AKA The World of Shut-ins
The on-demand world we now live in provides everything and anything we could need whenever we need it. Delivered over the wire or to our door.
But is this driving us to a world of isolation, depression and anti-social behaviour. Or is it liberating us to be truly free?
In the late 90’s Carnegie carried out a study into new web-surfers and discovered they talked less to friends and family and became isolated. For a technology that gives you access to everything and everybody it was a paradox.

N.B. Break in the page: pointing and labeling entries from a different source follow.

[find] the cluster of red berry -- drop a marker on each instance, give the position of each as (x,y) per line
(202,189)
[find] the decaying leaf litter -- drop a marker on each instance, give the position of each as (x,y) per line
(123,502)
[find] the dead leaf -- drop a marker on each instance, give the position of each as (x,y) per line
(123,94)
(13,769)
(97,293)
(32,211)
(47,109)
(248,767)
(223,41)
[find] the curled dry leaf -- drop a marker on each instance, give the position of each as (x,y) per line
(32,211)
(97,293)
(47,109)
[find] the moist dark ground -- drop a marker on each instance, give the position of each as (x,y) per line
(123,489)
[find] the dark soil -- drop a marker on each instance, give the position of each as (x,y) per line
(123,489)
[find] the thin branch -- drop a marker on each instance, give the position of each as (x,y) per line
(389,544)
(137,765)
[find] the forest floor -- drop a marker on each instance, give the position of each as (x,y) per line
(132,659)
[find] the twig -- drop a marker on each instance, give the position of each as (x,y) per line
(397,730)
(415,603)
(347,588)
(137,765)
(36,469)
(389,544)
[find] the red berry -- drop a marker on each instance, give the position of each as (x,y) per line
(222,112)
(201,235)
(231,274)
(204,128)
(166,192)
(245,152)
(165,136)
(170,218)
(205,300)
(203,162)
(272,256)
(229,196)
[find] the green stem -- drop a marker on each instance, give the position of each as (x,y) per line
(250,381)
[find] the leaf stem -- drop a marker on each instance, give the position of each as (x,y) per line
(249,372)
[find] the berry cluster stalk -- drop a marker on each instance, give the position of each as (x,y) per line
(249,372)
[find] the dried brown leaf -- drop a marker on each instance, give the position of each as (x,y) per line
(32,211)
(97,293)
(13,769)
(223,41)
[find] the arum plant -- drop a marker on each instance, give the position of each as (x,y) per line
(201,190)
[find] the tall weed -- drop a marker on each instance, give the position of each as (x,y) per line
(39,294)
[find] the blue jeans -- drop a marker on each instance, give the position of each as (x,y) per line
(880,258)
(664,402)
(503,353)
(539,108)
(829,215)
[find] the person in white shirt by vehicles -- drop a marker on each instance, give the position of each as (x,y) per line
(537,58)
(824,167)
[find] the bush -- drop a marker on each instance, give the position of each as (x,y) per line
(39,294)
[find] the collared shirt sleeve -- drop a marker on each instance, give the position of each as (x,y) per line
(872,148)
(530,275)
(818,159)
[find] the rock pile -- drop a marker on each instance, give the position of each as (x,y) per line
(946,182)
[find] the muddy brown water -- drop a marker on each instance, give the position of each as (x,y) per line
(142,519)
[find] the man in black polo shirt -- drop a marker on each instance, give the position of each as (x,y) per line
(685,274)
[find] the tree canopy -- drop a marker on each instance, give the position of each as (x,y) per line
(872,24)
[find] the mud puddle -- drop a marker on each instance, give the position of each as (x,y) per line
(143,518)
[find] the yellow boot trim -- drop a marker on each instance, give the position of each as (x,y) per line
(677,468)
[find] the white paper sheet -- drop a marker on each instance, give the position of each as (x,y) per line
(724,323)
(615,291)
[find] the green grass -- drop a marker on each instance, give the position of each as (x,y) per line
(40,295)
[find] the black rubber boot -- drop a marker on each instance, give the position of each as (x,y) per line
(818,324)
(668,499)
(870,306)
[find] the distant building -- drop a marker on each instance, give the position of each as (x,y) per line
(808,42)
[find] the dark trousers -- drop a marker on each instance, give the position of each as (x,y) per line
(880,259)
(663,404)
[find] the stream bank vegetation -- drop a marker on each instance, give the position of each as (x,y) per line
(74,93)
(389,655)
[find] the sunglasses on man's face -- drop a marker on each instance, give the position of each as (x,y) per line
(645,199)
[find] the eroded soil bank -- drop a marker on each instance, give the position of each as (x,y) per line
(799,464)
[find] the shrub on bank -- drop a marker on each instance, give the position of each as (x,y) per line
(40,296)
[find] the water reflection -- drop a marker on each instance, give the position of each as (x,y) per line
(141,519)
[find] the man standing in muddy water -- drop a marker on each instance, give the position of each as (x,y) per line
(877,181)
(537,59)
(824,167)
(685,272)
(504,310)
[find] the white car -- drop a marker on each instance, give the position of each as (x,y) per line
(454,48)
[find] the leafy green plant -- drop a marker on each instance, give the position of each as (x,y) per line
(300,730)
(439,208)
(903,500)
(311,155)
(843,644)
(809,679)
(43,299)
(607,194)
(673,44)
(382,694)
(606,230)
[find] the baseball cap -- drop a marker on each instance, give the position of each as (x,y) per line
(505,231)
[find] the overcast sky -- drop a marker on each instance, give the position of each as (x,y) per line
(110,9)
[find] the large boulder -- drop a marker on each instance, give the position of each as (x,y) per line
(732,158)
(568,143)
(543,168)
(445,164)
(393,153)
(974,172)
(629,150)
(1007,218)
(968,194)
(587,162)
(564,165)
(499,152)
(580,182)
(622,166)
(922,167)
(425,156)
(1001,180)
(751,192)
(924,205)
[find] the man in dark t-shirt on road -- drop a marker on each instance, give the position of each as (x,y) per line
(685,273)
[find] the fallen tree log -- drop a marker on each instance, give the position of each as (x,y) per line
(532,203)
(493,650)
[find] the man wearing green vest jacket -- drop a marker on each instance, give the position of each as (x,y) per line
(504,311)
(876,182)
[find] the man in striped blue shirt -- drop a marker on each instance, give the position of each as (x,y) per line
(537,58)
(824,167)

Home-working, startup incubators and digital nomadary (is that even a word?) is driving us away from regular contact with the same groups of people. And people are naturally wary so it’s no surprise that in 2 hrs working at Starbucks the only social interaction is with the barista making your flat-white with cinnamon sprinkles.

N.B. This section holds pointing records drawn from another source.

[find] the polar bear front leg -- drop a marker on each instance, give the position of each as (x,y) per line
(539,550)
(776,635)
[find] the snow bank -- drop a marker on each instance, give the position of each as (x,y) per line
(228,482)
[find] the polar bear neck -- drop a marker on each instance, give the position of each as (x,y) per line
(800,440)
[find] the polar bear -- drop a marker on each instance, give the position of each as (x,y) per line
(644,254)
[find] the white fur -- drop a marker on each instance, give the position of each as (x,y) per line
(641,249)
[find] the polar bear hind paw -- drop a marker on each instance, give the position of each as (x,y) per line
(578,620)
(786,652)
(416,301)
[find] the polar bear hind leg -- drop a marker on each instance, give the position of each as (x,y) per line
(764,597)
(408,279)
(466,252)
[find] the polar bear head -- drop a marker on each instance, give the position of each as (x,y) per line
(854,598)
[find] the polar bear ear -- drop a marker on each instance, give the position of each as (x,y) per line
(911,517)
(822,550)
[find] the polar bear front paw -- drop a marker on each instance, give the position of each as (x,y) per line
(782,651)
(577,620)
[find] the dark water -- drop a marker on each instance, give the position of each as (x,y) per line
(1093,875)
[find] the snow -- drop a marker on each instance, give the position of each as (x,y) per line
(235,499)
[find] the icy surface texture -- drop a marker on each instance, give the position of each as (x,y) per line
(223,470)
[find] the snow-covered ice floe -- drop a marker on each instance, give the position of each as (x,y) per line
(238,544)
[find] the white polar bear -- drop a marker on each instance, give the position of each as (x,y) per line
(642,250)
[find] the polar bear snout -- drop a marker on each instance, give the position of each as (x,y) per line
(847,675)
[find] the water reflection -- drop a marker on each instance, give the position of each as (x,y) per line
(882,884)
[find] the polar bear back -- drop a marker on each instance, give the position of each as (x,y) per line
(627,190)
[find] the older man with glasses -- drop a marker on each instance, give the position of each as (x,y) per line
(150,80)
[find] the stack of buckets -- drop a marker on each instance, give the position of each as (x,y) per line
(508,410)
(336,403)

Time will tell if we are able to adapt to this level of isolation, and whether digital services will evolve far enough to satisfy our basic human needs for contact, touch and interaction.

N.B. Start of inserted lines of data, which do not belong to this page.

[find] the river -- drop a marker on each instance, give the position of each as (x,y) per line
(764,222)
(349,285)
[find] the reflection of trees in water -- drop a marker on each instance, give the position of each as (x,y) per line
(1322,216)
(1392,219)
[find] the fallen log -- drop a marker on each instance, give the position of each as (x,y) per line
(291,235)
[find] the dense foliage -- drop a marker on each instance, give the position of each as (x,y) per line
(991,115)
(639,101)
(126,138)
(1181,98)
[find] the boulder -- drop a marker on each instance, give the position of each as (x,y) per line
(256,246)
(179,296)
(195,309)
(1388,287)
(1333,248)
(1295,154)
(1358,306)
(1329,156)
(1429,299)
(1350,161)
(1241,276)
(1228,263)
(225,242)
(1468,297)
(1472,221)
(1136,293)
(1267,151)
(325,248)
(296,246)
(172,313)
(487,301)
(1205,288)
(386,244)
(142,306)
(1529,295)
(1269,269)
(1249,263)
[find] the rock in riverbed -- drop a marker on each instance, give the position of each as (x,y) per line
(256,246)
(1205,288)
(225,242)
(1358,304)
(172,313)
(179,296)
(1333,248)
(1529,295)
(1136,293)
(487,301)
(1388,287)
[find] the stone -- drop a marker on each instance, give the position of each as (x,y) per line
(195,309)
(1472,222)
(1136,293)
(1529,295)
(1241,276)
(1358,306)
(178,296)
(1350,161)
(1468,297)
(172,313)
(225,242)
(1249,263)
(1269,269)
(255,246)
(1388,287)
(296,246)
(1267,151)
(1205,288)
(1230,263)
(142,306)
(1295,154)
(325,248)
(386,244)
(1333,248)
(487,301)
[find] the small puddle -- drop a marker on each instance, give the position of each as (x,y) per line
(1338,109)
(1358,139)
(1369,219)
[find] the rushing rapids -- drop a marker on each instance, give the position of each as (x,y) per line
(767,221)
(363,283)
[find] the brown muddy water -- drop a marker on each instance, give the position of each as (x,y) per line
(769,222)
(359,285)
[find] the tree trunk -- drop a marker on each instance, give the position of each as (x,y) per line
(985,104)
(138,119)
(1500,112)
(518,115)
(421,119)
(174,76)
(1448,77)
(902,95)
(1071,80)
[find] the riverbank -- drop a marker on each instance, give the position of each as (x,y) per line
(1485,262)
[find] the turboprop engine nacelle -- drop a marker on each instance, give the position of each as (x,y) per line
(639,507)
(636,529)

But there is the other side of coin, those that provide those on-demand services: delivery folks, taxi drivers, laundry companies, supermarket pickers, deliver-in chefs etc.
To-the-door-delivery of “stuff” has exploded, and we’re starting to see huge income disparities between the middle-classes and the rest of the workforce who now service them in 10 minute slots.
You’re either you’re behind the door, receiving your stuff in your glorious homestead/apartment/new-build or you’re running around outside, servicing their needs and dreaming of a day you’ll be able to afford to live like this. We’ll call it the “Shut-In Economy”, where in the on-demand world, you’re either master or servant.